= Miamitown bridge collapse =

On May 26, 1989, about 5:25 p.m. Eastern Daylight Time, a 140 ft section of the 556 ft Harrison Road (U.S. Route 52) temporary bridge over the Great Miami River in Miamitown, Ohio fell about 40 ft into the rain-swollen river when a pile bent collapsed due to damage from floating debris.

Several witnesses reported a car and a pickup truck fell into the river, however only the two occupants of the car were recovered, no other vehicles were found and no other persons were ever reported missing.

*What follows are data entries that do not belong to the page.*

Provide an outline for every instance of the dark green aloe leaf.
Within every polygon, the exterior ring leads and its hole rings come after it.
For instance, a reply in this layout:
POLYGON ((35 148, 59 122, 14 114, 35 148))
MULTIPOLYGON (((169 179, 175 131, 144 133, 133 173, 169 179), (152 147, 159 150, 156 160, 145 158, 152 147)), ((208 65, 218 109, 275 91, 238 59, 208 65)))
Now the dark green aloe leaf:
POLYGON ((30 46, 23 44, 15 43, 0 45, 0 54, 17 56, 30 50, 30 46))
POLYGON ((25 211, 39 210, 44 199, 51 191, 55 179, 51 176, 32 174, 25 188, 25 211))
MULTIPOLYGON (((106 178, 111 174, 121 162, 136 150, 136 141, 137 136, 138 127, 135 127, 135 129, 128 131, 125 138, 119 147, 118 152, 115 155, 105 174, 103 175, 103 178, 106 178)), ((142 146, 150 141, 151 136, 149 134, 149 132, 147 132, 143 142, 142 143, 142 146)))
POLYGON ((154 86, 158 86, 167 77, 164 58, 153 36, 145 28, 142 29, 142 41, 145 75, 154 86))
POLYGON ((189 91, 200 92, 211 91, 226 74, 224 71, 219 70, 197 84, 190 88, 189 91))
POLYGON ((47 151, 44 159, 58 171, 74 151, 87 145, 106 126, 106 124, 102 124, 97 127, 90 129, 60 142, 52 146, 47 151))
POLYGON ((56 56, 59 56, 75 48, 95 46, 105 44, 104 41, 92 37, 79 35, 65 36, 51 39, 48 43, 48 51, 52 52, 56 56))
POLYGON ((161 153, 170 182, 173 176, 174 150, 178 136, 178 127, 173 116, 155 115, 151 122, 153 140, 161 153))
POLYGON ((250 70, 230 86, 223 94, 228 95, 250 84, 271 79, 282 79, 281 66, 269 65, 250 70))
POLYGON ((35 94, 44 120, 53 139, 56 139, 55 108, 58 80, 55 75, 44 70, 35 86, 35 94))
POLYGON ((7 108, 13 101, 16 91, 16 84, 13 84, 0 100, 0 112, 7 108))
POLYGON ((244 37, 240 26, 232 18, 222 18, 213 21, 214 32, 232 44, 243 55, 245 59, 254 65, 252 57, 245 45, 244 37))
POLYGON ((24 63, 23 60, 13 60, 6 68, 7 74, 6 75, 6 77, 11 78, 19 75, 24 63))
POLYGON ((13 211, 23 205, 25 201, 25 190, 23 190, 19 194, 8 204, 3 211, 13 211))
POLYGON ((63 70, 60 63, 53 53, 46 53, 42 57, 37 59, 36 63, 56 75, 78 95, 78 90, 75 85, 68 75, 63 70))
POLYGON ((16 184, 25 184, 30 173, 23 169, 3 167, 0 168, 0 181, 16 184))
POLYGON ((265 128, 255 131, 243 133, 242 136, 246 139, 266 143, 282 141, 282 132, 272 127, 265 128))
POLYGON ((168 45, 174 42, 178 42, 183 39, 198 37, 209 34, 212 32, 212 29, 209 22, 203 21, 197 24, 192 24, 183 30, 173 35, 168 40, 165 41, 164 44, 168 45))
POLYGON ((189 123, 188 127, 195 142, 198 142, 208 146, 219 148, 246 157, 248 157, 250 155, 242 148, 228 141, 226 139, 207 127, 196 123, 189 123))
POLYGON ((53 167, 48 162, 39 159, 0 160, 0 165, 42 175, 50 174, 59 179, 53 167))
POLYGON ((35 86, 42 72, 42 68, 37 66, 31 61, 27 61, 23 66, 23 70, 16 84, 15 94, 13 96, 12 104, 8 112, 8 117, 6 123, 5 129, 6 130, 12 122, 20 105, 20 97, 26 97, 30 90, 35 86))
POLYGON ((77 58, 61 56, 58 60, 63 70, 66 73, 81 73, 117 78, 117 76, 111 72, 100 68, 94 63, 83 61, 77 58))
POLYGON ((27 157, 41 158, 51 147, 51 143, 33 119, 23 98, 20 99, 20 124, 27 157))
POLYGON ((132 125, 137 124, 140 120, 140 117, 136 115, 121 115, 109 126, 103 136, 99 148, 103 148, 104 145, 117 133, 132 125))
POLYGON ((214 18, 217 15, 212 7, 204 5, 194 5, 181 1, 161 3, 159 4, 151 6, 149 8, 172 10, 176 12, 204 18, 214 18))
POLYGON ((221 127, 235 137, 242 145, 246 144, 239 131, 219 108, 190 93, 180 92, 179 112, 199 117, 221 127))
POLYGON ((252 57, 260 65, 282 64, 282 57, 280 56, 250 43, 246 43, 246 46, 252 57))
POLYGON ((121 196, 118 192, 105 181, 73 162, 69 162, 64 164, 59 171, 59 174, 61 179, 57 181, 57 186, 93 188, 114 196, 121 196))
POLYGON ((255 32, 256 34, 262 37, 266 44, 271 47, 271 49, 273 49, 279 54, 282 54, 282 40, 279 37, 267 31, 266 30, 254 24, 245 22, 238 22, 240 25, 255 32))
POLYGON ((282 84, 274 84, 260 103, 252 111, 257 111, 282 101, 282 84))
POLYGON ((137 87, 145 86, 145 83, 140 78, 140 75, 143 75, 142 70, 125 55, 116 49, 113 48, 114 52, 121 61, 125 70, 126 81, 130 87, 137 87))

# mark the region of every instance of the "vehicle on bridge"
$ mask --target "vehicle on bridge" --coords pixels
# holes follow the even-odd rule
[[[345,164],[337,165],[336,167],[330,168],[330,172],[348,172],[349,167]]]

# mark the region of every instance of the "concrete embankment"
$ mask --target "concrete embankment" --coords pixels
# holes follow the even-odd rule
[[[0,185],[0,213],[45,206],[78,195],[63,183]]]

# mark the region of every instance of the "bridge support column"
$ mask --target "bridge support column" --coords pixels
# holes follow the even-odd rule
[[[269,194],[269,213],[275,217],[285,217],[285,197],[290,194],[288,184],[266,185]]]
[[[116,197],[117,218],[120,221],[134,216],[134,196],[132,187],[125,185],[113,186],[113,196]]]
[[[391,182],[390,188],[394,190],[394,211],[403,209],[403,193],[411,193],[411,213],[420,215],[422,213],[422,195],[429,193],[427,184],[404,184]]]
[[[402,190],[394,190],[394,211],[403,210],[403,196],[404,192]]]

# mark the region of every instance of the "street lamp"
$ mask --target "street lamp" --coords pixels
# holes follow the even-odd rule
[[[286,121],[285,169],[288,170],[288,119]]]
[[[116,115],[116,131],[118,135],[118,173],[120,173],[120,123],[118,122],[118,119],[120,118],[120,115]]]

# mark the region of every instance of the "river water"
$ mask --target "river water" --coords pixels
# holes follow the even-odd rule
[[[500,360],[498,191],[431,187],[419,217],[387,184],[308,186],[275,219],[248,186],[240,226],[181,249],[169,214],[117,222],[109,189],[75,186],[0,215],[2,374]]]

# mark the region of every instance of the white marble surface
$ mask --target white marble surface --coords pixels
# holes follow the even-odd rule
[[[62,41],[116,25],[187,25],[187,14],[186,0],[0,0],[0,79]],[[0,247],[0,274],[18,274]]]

The National Transportation Safety Board determined that the probable cause of the temporary bridge collapse was the selection by the Hamilton County Engineer's Office of a design by the National Engineering and Contracting Company that did not consider lateral loads and the failure of the Hamilton County Engineer's Office to promptly close the bridge when it became subject to significant debris loading. Contributing to the cause of the collapse was the failure of the Hamilton County Engineer's Office to submit the bridge design plans to the Ohio Department of Transportation for review as required by state law.

The one-lane bridge was intended to carry U.S. 52 traffic while a replacement for the 93-year-old Miamitown Bridge was being built. It was a compromise between the engineer's office and nearby residents and merchants.